Il en a résulté, même après la relance, un chômage de longue durée, une explosion du pourcentage d’emplois précaires et à durée limitée, de faibles salaires, soit l’opposé exactement de ce que M. Delors avait promis.

Or, parce que cela était dans leur intérêt, et non dans celui des travailleurs, les officiels de la Troïka continuent d’imposer la même formule. Il y a quelques jours seulement, par exemple, David Lipton du Fonds monétaire international a déclaré aux Espagnols que, grâce à la « modération salariale » et à la « flexibilité », l’emploi se redressait en Espagne.

Mais compte tenu des problèmes pérennes « on a encore besoin d’une plus grande flexibilité des marchés du travail pour alimenter le moteur de la croissance », a-t-il demandé. Traduit sans langue de bois, le message est celui-ci : travailler pour moins d’argent, avec moins de garanties, est votre seul espoir d’obtenir un emploi, tout court.

Un discours de plus en plus audible

Le 6 avril, je me suis rendu à une réunion d’un syndicat à Milan pour entendre un discours de Giorgio Cremaschi, ancien directeur du syndicat des ouvriers métallurgistes FIOM (Fédération syndicale internationale des organisations de travailleurs de la métallurgie), affilié à l’une des plus grosses organisations du travail en Italie, le CGIL (Confédération générale italienne du travail).

Cremaschi a prononcé un discours vibrant à l’adresse des membres locaux du syndicat indépendant USB (Syndicat unitaire des travailleurs) au sujet des politiques désastreuses imposées par l’UE, qui ont donné la priorité aux règles budgétaires sur le bien-être humain. C’est arrivé à un point – note Cremaschi – tel que les acquis sociaux de base entérinés dans la Constitution italienne passent désormais au second plan, bien après le dernier ajout aux lois constitutionnelles du pays, à savoir l’obligation d’un budget équilibré.

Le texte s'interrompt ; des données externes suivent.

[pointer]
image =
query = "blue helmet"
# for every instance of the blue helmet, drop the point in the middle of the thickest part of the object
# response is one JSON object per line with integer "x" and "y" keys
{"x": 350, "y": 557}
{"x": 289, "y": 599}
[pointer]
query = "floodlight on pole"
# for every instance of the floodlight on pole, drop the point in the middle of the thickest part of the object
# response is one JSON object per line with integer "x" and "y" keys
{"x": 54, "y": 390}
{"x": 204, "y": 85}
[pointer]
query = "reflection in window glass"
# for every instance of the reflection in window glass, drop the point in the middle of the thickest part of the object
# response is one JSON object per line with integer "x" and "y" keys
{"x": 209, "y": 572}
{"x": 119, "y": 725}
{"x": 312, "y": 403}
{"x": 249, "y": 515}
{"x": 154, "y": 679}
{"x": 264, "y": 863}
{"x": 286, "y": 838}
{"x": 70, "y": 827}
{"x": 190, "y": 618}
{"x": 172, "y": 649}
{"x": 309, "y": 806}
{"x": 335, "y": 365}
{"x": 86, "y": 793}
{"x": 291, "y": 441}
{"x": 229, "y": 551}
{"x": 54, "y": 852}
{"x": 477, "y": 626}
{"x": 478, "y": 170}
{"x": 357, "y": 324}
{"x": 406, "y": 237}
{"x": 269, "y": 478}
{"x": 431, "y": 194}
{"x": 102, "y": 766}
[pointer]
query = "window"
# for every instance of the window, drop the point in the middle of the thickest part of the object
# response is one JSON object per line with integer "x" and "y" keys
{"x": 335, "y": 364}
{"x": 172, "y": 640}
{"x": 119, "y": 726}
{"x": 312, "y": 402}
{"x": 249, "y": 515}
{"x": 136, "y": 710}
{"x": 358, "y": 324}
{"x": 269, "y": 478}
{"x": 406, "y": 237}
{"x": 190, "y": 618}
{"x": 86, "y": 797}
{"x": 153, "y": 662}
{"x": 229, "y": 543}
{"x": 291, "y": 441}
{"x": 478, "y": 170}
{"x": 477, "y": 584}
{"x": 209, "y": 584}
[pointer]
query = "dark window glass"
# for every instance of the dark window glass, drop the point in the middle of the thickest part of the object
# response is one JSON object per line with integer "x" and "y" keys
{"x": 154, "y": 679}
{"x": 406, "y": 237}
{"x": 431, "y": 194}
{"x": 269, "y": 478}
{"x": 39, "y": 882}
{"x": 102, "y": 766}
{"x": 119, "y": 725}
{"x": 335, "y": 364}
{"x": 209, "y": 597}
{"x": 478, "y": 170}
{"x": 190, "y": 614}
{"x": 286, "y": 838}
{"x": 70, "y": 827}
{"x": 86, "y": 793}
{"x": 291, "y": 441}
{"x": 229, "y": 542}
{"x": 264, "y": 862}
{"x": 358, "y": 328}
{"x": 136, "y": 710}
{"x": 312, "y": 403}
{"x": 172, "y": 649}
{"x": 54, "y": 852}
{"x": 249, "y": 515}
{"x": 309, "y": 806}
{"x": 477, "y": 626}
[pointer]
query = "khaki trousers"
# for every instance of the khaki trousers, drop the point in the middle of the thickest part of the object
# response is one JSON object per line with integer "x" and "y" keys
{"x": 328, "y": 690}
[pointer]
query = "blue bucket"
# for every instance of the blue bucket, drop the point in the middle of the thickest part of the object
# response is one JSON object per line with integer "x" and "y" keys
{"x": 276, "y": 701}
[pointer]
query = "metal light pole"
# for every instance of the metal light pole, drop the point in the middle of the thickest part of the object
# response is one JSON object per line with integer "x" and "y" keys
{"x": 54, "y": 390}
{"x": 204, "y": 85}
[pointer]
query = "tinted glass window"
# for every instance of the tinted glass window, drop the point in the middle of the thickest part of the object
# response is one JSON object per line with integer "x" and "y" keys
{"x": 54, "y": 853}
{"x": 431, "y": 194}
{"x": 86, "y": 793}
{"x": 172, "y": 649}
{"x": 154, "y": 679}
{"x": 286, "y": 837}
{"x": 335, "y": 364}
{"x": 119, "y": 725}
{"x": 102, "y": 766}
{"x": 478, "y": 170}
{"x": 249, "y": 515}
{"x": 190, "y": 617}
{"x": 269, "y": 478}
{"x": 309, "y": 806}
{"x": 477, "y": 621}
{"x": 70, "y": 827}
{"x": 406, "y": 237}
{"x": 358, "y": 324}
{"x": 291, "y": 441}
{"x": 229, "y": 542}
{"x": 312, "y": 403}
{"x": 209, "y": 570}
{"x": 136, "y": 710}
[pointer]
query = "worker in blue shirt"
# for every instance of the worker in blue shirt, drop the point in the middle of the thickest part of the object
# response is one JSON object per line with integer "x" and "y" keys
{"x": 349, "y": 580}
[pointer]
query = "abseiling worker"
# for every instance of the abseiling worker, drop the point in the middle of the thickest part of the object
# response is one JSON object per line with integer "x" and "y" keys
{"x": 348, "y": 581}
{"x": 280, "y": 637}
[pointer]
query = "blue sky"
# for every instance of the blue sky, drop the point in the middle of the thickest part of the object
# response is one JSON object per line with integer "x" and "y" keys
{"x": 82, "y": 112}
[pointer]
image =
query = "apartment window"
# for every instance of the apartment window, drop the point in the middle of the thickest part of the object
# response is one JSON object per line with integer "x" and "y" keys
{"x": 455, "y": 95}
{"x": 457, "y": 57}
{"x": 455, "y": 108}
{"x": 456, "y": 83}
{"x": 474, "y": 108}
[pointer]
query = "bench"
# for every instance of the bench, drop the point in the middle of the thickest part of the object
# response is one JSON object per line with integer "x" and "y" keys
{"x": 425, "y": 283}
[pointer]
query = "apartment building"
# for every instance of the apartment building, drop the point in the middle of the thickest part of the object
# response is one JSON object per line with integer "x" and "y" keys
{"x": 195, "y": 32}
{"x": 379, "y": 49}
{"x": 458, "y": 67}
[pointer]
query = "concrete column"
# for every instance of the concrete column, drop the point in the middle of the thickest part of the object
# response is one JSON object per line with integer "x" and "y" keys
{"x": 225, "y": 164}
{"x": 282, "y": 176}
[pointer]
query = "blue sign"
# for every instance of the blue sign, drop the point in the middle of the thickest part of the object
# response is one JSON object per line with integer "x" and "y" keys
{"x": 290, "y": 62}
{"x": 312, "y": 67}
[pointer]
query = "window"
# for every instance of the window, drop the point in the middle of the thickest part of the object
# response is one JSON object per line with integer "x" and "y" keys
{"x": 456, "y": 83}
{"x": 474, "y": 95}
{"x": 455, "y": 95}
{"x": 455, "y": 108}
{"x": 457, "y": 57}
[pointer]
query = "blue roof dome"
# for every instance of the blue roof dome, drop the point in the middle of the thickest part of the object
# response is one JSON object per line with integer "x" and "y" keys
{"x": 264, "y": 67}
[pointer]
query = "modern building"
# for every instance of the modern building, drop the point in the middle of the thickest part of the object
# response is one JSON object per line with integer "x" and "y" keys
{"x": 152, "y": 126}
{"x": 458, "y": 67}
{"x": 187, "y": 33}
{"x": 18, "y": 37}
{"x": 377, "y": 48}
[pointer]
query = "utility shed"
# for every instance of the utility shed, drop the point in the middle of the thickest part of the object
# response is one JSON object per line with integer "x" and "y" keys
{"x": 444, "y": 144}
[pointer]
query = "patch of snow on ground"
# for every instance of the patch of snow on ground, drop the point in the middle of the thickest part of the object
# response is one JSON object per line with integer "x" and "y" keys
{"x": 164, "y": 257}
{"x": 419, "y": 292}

Le problème évoqué à la réunion de l’USB est que les plus gros syndicats italiens ont invariablement refusé de s’opposer aux politiques néolibérales de l’UE. Ils ne se sont opposés à aucun des traités européens adoptés au cours des 25 dernières années, qui ont progressivement retiré les pouvoirs de décision des mains des gouvernements nationaux pour les remettre entre les mains d’une bureaucratie supranationale qui pourvoit aux besoin d’un système dominé par la finance spéculative.

Néanmoins, les remarques les plus acerbes de Cremaschi n’étaient pas destinées aux institutions de Bruxelles ou aux banquiers de Wall Street ; il a accusé d’avoir laisser imposer ce qu’il appelle un « fascisme » aux familles des travailleurs, carrément la classe politique en Italie et les grands syndicats eux-mêmes.

Cremaschi a critiqué les leaders centristes pour avoir accepté le récit selon lequel la mondialisation, malgré ses effets négatifs sur les travailleurs, est un processus objectif et inévitable. La vérité est, selon lui, qu’une série de décisions ont été prises pour imposer l’idéologie de l’économie libérale, ceci au bénéfice de quelques-uns, tout en appauvrissant la plupart des autres. Sa conclusion est qu’un réel changement ne peut intervenir qu’en s’opposant à l’instrument utilisé pour forcer l’acceptation de ces politiques, l’Union européenne.

Cremaschi et l’USB abordent ces questions d’un point de vue de gauche, mais ces arguments de base sont aussi largement utilisés par les groupes de droite qui ont fait surface lors des élections de l’année passée à travers toute l’Europe. Les politiques économiques de l’UE représentent l’ennemi commun pour ces syndicats et partis politiques anti-système, et à leur avis, les syndicats dominants sont tout aussi coupables que la Troïka quant aux difficultés économiques rencontrées par les classes moyennes et populaires européennes.

Andrew Spannaus est journaliste et analyste stratégique, installé à Milan, Italie. Malgré une année passée à tenter de l’exclure en raison de son indépendance, il a été élu président de l’Association des correspondants étrangers de Milan en mars 2018. Il a publé les ouvrages « Perché vince Trump » (Pourquoi Trump l’emporte, juin 2016) et « La Rivolta degli elettori » (La Révolte des électeurs, juillet 2017).